Joint mobilization is the careful use of skilled graded forces to move a joint in a desired direction. Unlike stretching of a muscle joint mobilization is specific to the capsule of the joint itself. Gliding of the joint is usually used to improve motion and normalize joint function. Joint mobilization also has the added benefit of controlling pain.
Which Joints Benefit From Being Mobilized?
Any joint that is lacking sufficient motion may be mobilized. Joint mobilization on the neck, upper, middle and lower back, and sacroiliac joints, as well as to all of the joints of the extremities such as the shoulder, wrist, hand, hip, knee, foot and ankle.
What Happens when a joint has limited motion?

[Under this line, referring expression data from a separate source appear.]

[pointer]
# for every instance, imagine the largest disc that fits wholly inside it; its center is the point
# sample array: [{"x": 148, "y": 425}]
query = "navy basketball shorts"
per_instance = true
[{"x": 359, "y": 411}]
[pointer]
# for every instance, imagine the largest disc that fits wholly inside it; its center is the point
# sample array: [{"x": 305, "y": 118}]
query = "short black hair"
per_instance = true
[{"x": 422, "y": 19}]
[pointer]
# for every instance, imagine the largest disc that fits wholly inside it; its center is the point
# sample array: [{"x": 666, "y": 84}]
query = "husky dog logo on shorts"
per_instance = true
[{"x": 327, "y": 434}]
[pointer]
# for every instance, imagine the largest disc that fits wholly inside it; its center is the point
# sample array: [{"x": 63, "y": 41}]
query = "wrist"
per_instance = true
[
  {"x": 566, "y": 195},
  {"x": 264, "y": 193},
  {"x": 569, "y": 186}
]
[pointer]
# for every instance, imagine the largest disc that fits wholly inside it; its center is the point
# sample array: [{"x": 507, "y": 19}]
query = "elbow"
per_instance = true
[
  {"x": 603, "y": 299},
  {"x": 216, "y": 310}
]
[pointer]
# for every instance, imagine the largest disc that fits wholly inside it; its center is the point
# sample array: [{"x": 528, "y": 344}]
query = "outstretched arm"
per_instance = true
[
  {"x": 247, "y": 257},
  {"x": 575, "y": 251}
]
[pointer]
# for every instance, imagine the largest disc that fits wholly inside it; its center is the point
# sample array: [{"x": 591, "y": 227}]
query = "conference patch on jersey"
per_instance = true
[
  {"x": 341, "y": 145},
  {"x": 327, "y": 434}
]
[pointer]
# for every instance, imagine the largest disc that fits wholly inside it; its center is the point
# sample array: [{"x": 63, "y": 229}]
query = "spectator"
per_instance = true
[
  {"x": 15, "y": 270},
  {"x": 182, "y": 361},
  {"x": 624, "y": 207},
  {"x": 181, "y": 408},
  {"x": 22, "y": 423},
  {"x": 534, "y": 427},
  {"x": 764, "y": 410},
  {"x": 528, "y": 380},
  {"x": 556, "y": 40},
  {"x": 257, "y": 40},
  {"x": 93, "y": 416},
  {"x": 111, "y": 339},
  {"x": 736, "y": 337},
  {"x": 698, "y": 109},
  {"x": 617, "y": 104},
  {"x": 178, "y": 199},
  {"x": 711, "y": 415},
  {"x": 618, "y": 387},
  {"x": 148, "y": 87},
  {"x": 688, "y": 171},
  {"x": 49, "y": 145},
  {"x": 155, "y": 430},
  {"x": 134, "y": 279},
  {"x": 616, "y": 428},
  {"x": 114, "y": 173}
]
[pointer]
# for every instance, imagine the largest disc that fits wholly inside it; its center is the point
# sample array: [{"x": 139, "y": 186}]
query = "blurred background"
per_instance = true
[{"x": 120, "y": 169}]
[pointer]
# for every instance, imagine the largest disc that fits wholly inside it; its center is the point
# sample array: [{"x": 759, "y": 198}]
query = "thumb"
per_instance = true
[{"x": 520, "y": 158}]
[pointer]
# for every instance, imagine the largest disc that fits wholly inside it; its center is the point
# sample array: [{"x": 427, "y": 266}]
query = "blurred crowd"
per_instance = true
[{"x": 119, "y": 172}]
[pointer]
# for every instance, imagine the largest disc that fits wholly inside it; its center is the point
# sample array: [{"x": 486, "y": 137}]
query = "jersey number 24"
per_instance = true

When a joint’s mobility is limited, the structure and function of the region change. Cartilage nutrition starts to decrease within the joint, and other joints begin to move excessively to compensate for the stiff joint. These adjacent joints begin to deteriorate due to over use. Muscles surrounding a stiff joint lose their ability to contract and relax sufficiently and become tight. With time the whole region is involved in the dysfunction surrounding the stiff joint. Much of the time you feel a sensation of a deep stretch. Some times when the joint is mobilized you will feel a “pop” as the joint capsule is released. This may cause anxiety, however this is usually a sign of relief and success. In
What Benefits Are Derived From Joint Mobilization?
- Improved joint mobility
- Decreased muscle spasms & tension
- Increased freedom of movement
- Decreased pain
How Is Joint Mobilization Done?
The person is often placed in a position of comfort where they can relax and allow the joint to move freely. The Physical Therapist will use their hands to localize the joint in need of mobilization and apply needed force through his hands in the appropriate direction. As you progress the Physical Therapist may advance to the use of high speed mobilizations.